Chief Equity and Partnership Officer brings experience, expertise and fresh perspective to MCEA’s environmental justice work

Eric Ini

 

7/29/2022, Sarah Horner, Communications Director, MCEA St. Paul Office

Eric Ini joined MCEA earlier this summer as our organization’s first Chief Equity and Partnership Officer. He comes to the position with over a decade of experience advocating for communities and environmental justice both in the United States and across the globe. His passion professionally and personally is “building capacity” in communities, and when he’s not at work, the father of four flexes that strength by bringing children and adults connected to the Cameroon community in Minnesota together to learn tennis. He loves to play tennis, and won the doubles trophy last year at the Cameroon Association of Minnesota’s (MinCam) annual tennis tournament. Eric sat down with our communications team recently to talk about his background, his aims for MCEA, and what he sees as the fundamental roadblocks that impede environmental justice.  

 

Tell me about your background and how it led you to this role at MCEA?
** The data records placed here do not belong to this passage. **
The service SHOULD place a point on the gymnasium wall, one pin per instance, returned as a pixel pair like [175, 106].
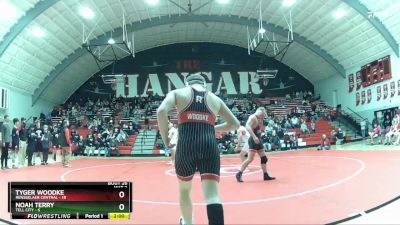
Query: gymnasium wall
[229, 70]
[336, 83]
[20, 105]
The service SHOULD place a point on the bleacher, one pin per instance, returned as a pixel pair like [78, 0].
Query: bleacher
[280, 107]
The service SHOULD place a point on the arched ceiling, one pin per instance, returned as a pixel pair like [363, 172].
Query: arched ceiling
[53, 66]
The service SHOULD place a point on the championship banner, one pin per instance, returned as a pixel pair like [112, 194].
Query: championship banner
[363, 97]
[358, 80]
[351, 82]
[392, 89]
[357, 98]
[385, 91]
[369, 96]
[378, 93]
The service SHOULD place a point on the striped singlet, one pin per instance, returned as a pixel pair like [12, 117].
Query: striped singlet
[197, 146]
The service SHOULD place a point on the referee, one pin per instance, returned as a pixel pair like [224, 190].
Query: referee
[197, 146]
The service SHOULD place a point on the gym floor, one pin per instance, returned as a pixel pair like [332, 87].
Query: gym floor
[312, 187]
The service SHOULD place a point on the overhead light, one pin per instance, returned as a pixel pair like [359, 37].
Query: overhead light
[223, 1]
[7, 10]
[86, 12]
[38, 32]
[339, 13]
[288, 3]
[152, 2]
[111, 41]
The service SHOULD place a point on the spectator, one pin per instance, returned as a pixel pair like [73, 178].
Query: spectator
[363, 125]
[81, 146]
[32, 142]
[313, 126]
[46, 143]
[288, 125]
[325, 143]
[340, 137]
[295, 122]
[6, 141]
[374, 133]
[389, 135]
[275, 142]
[304, 128]
[121, 137]
[23, 144]
[90, 145]
[56, 143]
[294, 141]
[286, 141]
[235, 110]
[15, 142]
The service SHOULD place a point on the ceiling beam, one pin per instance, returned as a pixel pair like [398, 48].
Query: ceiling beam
[365, 12]
[166, 20]
[24, 21]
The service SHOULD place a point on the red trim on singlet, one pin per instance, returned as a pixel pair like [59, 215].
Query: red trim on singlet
[209, 176]
[190, 103]
[196, 117]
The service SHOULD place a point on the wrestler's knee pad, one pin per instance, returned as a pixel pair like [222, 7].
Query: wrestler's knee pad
[264, 160]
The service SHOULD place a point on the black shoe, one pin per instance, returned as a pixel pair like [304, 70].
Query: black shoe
[239, 177]
[267, 177]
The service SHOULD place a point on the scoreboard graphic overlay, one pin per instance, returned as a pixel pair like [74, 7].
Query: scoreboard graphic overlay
[70, 200]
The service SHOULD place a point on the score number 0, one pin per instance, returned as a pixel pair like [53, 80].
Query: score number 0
[121, 194]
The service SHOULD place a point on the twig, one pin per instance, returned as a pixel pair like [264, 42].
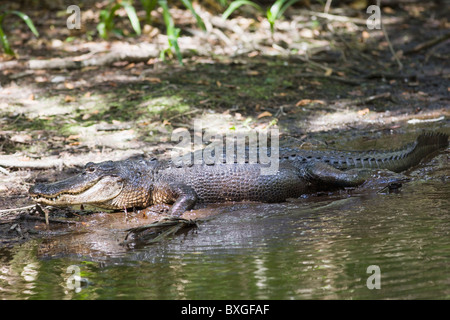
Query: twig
[35, 164]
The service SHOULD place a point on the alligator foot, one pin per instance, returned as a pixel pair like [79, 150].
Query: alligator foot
[157, 231]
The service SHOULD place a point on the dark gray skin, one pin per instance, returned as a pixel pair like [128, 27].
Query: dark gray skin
[143, 183]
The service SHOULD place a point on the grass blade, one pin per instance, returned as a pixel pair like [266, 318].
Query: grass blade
[172, 32]
[188, 5]
[5, 43]
[131, 12]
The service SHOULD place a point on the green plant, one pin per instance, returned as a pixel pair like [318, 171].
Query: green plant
[3, 39]
[107, 20]
[172, 32]
[106, 23]
[273, 13]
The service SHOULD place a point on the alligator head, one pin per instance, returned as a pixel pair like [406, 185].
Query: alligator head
[102, 184]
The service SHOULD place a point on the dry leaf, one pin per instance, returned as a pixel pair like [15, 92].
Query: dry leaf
[69, 99]
[363, 111]
[69, 85]
[152, 79]
[73, 137]
[303, 102]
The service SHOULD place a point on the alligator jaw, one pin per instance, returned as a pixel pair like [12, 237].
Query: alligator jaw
[99, 191]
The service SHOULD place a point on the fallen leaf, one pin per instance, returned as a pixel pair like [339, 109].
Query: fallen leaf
[21, 138]
[73, 137]
[363, 111]
[69, 99]
[69, 85]
[152, 79]
[303, 102]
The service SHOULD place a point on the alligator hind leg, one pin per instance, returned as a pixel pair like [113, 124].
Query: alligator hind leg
[324, 174]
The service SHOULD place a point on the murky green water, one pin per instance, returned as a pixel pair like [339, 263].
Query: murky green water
[318, 249]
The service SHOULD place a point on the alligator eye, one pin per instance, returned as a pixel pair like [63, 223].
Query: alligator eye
[90, 169]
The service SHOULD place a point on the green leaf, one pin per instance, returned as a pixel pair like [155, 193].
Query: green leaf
[172, 32]
[131, 12]
[5, 43]
[188, 5]
[236, 4]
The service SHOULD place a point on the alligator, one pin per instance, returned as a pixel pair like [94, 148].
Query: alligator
[142, 183]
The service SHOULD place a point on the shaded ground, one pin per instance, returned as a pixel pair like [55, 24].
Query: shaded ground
[322, 81]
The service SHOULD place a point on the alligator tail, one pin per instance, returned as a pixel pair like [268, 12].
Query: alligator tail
[426, 145]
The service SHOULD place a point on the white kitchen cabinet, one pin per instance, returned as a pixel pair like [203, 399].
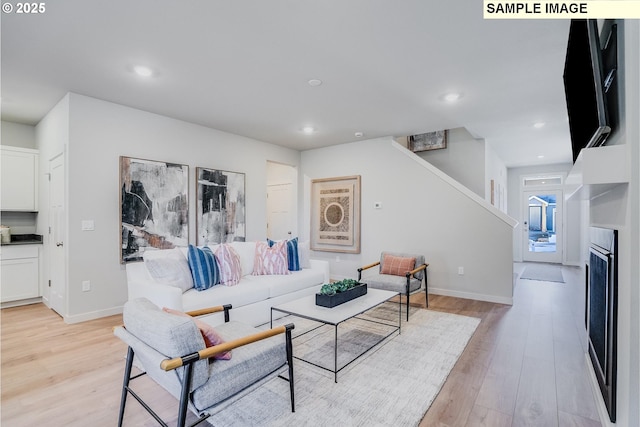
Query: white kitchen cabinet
[19, 179]
[19, 267]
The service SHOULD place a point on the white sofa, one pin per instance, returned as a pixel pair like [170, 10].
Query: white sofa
[252, 298]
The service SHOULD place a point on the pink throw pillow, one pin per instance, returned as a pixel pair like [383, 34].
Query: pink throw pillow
[271, 260]
[229, 262]
[209, 334]
[397, 266]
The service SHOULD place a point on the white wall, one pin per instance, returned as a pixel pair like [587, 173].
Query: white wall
[423, 211]
[495, 171]
[620, 209]
[18, 135]
[52, 137]
[98, 133]
[463, 160]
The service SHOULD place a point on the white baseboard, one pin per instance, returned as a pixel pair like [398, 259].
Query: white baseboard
[597, 396]
[92, 315]
[21, 302]
[471, 295]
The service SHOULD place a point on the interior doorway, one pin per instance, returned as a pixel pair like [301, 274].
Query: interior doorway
[542, 225]
[282, 189]
[57, 236]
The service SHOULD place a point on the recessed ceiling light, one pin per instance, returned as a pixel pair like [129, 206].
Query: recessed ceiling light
[143, 71]
[452, 96]
[308, 130]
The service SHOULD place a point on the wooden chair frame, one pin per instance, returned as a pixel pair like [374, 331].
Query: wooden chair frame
[188, 360]
[408, 275]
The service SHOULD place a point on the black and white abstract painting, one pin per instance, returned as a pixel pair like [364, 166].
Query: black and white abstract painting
[220, 207]
[335, 214]
[154, 206]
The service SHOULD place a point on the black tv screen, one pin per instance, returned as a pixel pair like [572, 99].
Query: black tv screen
[583, 83]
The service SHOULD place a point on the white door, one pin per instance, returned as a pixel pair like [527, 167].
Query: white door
[280, 219]
[542, 226]
[57, 236]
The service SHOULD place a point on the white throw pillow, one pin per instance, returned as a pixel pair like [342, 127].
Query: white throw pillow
[303, 254]
[246, 251]
[169, 267]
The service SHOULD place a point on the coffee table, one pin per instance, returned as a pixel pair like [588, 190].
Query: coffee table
[306, 308]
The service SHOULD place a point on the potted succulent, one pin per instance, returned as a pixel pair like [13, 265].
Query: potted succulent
[336, 293]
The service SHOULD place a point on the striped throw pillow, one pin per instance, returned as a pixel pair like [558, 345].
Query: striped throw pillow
[204, 267]
[230, 265]
[293, 259]
[397, 266]
[270, 260]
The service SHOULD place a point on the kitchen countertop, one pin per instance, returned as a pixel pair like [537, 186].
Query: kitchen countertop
[24, 239]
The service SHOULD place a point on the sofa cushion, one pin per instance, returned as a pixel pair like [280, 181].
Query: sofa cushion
[250, 362]
[398, 266]
[284, 284]
[204, 267]
[271, 260]
[229, 261]
[169, 267]
[246, 292]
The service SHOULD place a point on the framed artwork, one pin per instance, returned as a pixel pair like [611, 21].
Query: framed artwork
[154, 206]
[335, 214]
[428, 141]
[220, 207]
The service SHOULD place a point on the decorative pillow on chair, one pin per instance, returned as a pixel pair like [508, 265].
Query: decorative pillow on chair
[397, 266]
[271, 260]
[293, 260]
[230, 266]
[169, 267]
[209, 334]
[204, 267]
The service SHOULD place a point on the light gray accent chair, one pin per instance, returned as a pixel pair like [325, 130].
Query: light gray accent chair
[171, 350]
[407, 284]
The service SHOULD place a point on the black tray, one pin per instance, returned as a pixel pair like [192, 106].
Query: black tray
[341, 297]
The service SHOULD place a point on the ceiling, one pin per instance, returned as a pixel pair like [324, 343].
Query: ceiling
[243, 67]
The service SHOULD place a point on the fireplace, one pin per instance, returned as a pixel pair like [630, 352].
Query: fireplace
[601, 311]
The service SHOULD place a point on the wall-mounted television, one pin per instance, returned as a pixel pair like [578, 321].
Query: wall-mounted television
[584, 87]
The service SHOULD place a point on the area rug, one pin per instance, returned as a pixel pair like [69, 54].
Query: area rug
[543, 272]
[393, 384]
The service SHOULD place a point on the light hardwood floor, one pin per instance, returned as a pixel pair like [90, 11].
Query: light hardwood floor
[524, 366]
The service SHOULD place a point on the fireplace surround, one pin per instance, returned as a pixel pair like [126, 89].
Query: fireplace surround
[602, 311]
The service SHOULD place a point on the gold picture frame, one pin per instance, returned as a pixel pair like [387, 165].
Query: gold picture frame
[335, 214]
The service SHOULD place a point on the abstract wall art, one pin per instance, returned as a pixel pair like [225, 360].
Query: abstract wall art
[154, 206]
[220, 206]
[335, 214]
[427, 141]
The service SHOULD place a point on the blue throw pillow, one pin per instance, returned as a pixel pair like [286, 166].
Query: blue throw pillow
[204, 267]
[292, 253]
I have always been passionate about human rights and justice. I was born in Cameroon and graduated with a law degree from my country in 2000 and then left to earn a Juris Doctorate in an American-style law school in South Korea. To earn a living, I worked as an African migrant workers coordinator for a migrants rights organization called Advocates Korea, the Korean branch of Advocates International headquartered in Virginia, USA. There were many Africans in South Korea at that time who were undocumented and worked for companies who later refused to pay them. When the workers would try and claim payment, the company would threaten to have them deported. I spent three years working to organize the African community and telling them if they encountered those kinds of issues they should contact me and I would help them get the money owed to them. We relied on a Korean law that forbid companies from hiring undocumented workers and many times the fine they would face for that was more than the money they owed their employees. We recovered a lot of money for undocumented African workers. Not all the stories were good though, there were many sad ones. 
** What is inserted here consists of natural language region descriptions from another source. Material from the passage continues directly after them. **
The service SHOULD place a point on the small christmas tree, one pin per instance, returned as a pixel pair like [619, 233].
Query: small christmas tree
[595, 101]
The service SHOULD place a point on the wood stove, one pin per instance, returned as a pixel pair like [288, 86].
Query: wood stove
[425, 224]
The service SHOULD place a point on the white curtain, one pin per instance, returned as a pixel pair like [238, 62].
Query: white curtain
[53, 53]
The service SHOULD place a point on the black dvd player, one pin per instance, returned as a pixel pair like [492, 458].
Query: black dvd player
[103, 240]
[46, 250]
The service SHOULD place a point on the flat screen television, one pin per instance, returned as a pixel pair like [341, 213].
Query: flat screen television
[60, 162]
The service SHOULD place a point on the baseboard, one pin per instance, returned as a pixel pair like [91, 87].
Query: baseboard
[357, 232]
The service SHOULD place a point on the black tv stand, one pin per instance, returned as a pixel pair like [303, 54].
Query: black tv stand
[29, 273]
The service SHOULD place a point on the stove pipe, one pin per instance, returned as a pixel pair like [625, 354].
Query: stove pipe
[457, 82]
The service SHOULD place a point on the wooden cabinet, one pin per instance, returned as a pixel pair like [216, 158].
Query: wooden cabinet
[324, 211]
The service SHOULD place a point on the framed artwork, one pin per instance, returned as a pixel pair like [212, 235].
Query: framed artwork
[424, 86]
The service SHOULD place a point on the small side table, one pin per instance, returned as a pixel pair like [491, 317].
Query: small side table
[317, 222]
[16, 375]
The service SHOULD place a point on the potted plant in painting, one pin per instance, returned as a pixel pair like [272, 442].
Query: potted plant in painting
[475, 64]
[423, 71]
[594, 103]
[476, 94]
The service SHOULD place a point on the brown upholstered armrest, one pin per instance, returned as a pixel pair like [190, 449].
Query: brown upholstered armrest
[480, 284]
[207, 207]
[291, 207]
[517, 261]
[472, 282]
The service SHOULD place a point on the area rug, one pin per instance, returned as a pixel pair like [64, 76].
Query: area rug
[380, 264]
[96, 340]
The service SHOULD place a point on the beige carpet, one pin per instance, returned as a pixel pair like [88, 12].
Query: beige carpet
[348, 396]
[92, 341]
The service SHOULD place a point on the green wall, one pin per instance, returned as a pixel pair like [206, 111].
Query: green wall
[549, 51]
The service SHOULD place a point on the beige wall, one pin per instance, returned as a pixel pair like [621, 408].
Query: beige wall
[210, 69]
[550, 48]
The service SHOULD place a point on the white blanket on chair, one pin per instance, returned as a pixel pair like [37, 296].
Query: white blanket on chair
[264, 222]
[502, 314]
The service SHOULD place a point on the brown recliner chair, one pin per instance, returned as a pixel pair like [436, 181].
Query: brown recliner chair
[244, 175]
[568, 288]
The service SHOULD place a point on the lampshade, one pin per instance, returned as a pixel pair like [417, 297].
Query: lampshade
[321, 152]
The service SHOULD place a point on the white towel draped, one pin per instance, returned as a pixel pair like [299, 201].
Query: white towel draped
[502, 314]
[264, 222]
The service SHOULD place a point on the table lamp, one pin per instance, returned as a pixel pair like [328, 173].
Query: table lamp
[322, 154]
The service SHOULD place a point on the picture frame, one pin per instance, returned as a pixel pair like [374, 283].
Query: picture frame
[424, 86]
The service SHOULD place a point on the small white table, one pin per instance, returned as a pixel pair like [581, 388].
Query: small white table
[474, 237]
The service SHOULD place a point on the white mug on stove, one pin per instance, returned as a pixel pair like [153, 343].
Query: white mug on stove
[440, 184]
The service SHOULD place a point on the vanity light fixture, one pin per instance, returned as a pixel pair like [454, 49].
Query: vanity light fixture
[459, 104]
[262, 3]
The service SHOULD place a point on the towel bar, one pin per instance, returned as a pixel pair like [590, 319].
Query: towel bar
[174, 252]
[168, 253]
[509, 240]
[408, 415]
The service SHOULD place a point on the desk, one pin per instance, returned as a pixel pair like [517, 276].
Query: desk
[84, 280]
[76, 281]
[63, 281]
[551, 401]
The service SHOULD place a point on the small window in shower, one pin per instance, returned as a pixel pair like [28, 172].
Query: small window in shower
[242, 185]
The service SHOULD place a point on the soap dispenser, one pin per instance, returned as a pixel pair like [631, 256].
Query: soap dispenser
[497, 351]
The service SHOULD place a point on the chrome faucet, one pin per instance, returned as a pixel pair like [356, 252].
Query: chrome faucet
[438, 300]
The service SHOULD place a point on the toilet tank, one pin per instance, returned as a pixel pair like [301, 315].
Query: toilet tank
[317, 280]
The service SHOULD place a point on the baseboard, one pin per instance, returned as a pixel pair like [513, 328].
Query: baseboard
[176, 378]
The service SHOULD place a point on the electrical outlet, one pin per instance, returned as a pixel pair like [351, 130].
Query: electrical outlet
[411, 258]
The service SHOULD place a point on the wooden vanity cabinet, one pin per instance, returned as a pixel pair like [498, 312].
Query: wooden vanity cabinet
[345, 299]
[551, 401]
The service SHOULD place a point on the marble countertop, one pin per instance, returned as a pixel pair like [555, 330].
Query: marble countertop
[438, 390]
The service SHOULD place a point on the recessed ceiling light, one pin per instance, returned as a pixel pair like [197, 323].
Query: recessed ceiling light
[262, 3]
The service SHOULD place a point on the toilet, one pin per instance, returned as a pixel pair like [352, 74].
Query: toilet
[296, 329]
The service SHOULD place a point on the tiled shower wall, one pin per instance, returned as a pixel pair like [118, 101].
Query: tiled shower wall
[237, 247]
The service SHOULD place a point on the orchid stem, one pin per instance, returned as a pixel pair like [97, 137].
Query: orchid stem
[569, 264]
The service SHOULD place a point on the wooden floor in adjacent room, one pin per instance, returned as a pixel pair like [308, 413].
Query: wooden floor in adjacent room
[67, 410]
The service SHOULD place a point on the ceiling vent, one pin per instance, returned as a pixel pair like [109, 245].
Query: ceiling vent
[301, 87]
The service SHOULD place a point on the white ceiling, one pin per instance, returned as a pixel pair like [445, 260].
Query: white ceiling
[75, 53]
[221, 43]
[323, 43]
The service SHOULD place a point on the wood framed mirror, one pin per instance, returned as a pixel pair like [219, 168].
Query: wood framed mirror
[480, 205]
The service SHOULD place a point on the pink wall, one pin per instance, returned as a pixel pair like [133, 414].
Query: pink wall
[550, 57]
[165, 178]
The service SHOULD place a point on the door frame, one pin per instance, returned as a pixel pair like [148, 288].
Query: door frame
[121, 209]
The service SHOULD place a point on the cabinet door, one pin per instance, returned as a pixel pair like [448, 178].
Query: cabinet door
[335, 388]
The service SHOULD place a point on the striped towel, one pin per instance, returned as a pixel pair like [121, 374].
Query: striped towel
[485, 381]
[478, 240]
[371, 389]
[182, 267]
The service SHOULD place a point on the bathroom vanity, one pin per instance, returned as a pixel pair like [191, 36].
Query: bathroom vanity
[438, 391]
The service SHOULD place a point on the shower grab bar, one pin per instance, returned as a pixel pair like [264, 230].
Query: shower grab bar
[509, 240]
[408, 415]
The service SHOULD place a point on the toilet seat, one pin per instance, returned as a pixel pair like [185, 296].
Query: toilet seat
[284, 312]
After my time there, I moved to the United States. I attended Lewis and Clark Law School in Oregon, where I specialized in natural resources and environmental law and policy and got my LLM - Masters in Law. Sometime after that I took a job with Greenpeace and worked for about seven years protecting forests from deforestation, land-grabbing and illegal exploitation around the world, but mostly in the Congo basin, which is home to the second largest tropical rainforest in the world after the Amazon. 

 

That sounds like challenging work. Can you say more about it? What is land-grabbing? 

Land grabbing is large-scale land acquisition by private and public investors - most often multinational corporations - in total and complete disregard of community rights. The free, prior, informed consent of communities is not respected in these land deals. Most often the land is used to establish rubber or palm plantations which are later exported to be used to make tires and cosmetic products. Many of the locals farm and hunt and depend on the land for their livelihood. Most of these people are Indigenous people and use the forest as their pharmacy to harvest herbs to treat themselves and also as a sacred place to worship their ancestors. Then suddenly the land they live on is seized and sold to multinational companies without their free, prior, informed consent or any just or adequate compensation. Displacing Indigenous people and trying to relocate them is like taking a fish out of water - you are killing them.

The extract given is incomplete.